Less than three months shy of her 90th birthday, Newman still works eight hours per day, six days per week at Oxford Lumber, managing the finances for the company she and her husband, Charles Newman, opened more than 50 years ago.
"She's pretty amazing," said her son, Bill Newman, president of Oxford Lumber since his father's death in 1999. "She never misses a day of work."
Bill Newman said his mother has worked at Oxford Lumber throughout the lifespan of the company, which today also operates three hardware stores in Jacksonville, Talladega and Roanoke. Despite her continued contributions, however, she would rather not receive any recognition, Bill Newman said.
"She's very humble," he said. "She doesn't want to ever be spotlighted or recognized."
It would be hard to guess Mildred Newman's stature in the company just by looking at her. Dressed in a simple white, long-sleeved shirt and grey pants Wednesday, the small, unassuming woman sat behind a desk stacked with papers and tucked into a corner on the second floor of Oxford Lumber.
Asked why and how she continues to work a difficult job, however, Mildred Newman's humility again bleeds through.
"I guess because I've done it so long it's just a habit," she said in a quiet voice. "I guess math comes pretty easy to me but I've never thought of myself as being very good."
However, she is always hard at work, managing accounts payable and receivable along with dealing with vendors, Bill Newman said.
"She lives by herself ... she goes to church. She drives and does her own grocery shopping ... she's very independent," he said. "And she handles her own retirement plan and insurance ... she's really, really sharp."

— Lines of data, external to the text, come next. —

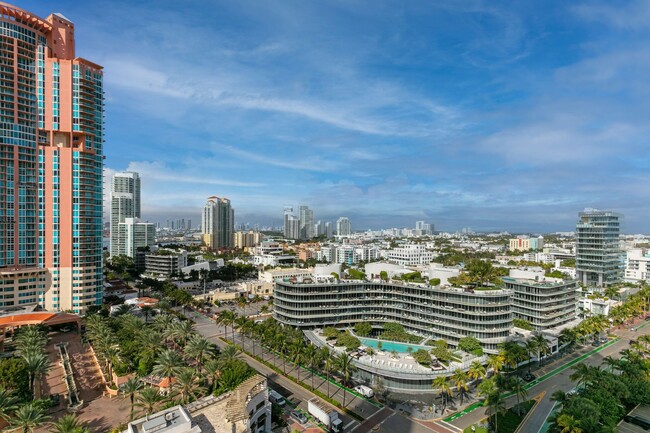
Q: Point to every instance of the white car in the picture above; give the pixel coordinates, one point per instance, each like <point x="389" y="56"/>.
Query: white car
<point x="365" y="391"/>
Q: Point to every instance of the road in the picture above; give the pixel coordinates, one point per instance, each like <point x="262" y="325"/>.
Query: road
<point x="559" y="381"/>
<point x="380" y="419"/>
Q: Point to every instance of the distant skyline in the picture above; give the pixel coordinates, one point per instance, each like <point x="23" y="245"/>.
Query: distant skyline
<point x="494" y="115"/>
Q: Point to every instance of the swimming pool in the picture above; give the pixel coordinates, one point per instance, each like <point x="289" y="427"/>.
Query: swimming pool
<point x="389" y="346"/>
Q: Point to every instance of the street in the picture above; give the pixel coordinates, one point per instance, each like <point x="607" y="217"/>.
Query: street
<point x="391" y="422"/>
<point x="559" y="381"/>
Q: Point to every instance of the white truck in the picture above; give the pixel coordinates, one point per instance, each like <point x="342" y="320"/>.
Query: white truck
<point x="328" y="416"/>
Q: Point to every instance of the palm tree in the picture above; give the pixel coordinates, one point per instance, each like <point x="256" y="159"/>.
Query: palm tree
<point x="68" y="423"/>
<point x="111" y="357"/>
<point x="168" y="365"/>
<point x="312" y="356"/>
<point x="519" y="388"/>
<point x="29" y="417"/>
<point x="7" y="403"/>
<point x="149" y="340"/>
<point x="188" y="385"/>
<point x="163" y="321"/>
<point x="182" y="331"/>
<point x="496" y="405"/>
<point x="487" y="387"/>
<point x="346" y="368"/>
<point x="297" y="355"/>
<point x="37" y="364"/>
<point x="559" y="396"/>
<point x="581" y="374"/>
<point x="444" y="390"/>
<point x="146" y="310"/>
<point x="230" y="353"/>
<point x="198" y="348"/>
<point x="148" y="399"/>
<point x="542" y="346"/>
<point x="476" y="371"/>
<point x="129" y="389"/>
<point x="611" y="292"/>
<point x="328" y="366"/>
<point x="568" y="424"/>
<point x="460" y="380"/>
<point x="213" y="371"/>
<point x="531" y="347"/>
<point x="495" y="363"/>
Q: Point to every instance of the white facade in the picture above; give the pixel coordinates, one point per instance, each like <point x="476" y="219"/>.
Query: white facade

Born in Louisville, Ky., Mildred Newman started out as a registered nurse but moved with her husband to Oxford in the late 1950s and they soon opened a lumber company with their life savings.
"He had worked in a lumber yard and wanted to give it a shot on his own," Mildred Newman said of her husband.
She taught herself how to manage the company's books soon after the business opened.
She said she enjoys her work and wouldn't know what to do with herself or her time if she were to quit altogether.
"I'm better off working," she said with a smile.
Newman admitted, however, that she might finally start taking it easy one day, but she just doesn't know when that will happen.
"I feel very fortunate to be able to work this long," she said. "It's by the grace of God mostly."